1.34 This balancing adjustment event applies to all assets where their decline in value is worked out under the temporary full expensing regime, including assets that qualify because of the alternative test provided by Schedule 1 to the Bill or are eligible for temporary full expensing under the existing law prior to these amendments.

1.35 If such a balancing adjustment event occurs, the entity is treated in a similar way as if it ceased to use the asset, or have it installed ready for use for any purpose and the entity is expected to not use the asset again or have it installed ready for use again. This ensures that the temporary full expensing deduction is clawed back as intended in these circumstances. [Schedule 1, item 14, subsection 40-185(2)]

1.36 Schedule 1 to the Bill modifies the first element of cost rules in Division 40 of the ITAA 1997 so that the first element of cost of a depreciating asset where a balancing adjustment arises because of the operation of the amendments is the asset's termination value at the time of the event. [Schedule 1, item 14, subsection 40-185(3)]

1.37 If a balancing adjustment event occurs in relation to an asset that had been subject to temporary full expensing, the rules for temporary full expensing set out in Subdivision 40-BB no longer apply to work out the decline in value for that asset for a later income year. In these circumstances, there is nothing to preclude the entity from claiming any other capital allowances it is entitled to for that asset under the income tax law (for example, under the general rules in Division 40 of the ITAA 1997). [Schedule 1, item 14, subsection 40-185(4)]

Minor technical correction

1.38 Schedule 1 to the Bill makes a minor technical amendment to correct the heading to existing subsection 328-181(5) so that it refers to "Low pool value" which is consistent with the heading to section 328-210 of the ITAA 1997. Prior to the amendments, the heading referred to the "Low value pool". [Schedule 1, item 16, heading to subsection 328-181(5)]

Technical clarification - loss carry back

1.39 Schedule 1 to the Bill amends the temporary loss carry back concession in the income tax law to clarify and confirm that the choice under the temporary loss carry back measure must be to carry back a specified fixed dollar amount of an entity's tax loss to an earlier income year. An entity cannot, for example, specify that it will carry back a percentage of a tax loss. [Schedule 1, item 1, subsection 160-15(1) of the Income Tax Assessment Act 1997].
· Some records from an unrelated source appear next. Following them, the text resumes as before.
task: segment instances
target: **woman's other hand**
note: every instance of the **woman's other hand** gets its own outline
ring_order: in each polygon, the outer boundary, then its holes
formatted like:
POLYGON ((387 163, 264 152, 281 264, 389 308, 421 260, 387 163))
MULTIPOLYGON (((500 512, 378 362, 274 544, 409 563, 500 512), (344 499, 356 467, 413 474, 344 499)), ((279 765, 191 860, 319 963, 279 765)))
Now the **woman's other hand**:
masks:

Application and transitional provisions

1.40 Schedule 1 to the Bill commences on the first day of the first quarter after Royal Assent. [Clause 2]

1.41 Whilst these amendments commence prospectively, they apply for a fixed period in relation to the 2019-20 and 2020-21 income years for the backing business investment provisions and also for a fixed period for the 2020-21 and 2021-22 income years for the temporary full expensing measure. However they are generally beneficial in operation and allow greater flexibility for entities to access the temporary full expensing and backing business investment provisions or to choose if they should apply.

1.42 To avoid doubt Schedule 1 contains an application provision that provides that the balancing adjustment event for the temporary full expensing measure applies even if the balancing adjustment event (balancing adjustment time) occurs before the commencement of Schedule 1 to the Bill. [Schedule 1, item 15]

1.43 The balancing adjustment event results in the market value of a depreciating asset being realised and the asset being subject to the standard depreciation rules instead. This is potentially less favourable treatment than if the temporary full expensing regime applied. The balancing adjustment event is an integrity provision that applies from the 2021-22 income year. In limited circumstances this provision may apply retrospectively. This might occur, for example, for early balancing entities in relation to the 2021-22 income year. This potential retrospective application is necessary to prevent depreciating assets being fully expensed and then in a later income year being applied for example solely for private use or removed from Australia or never used in Australia for business purposes.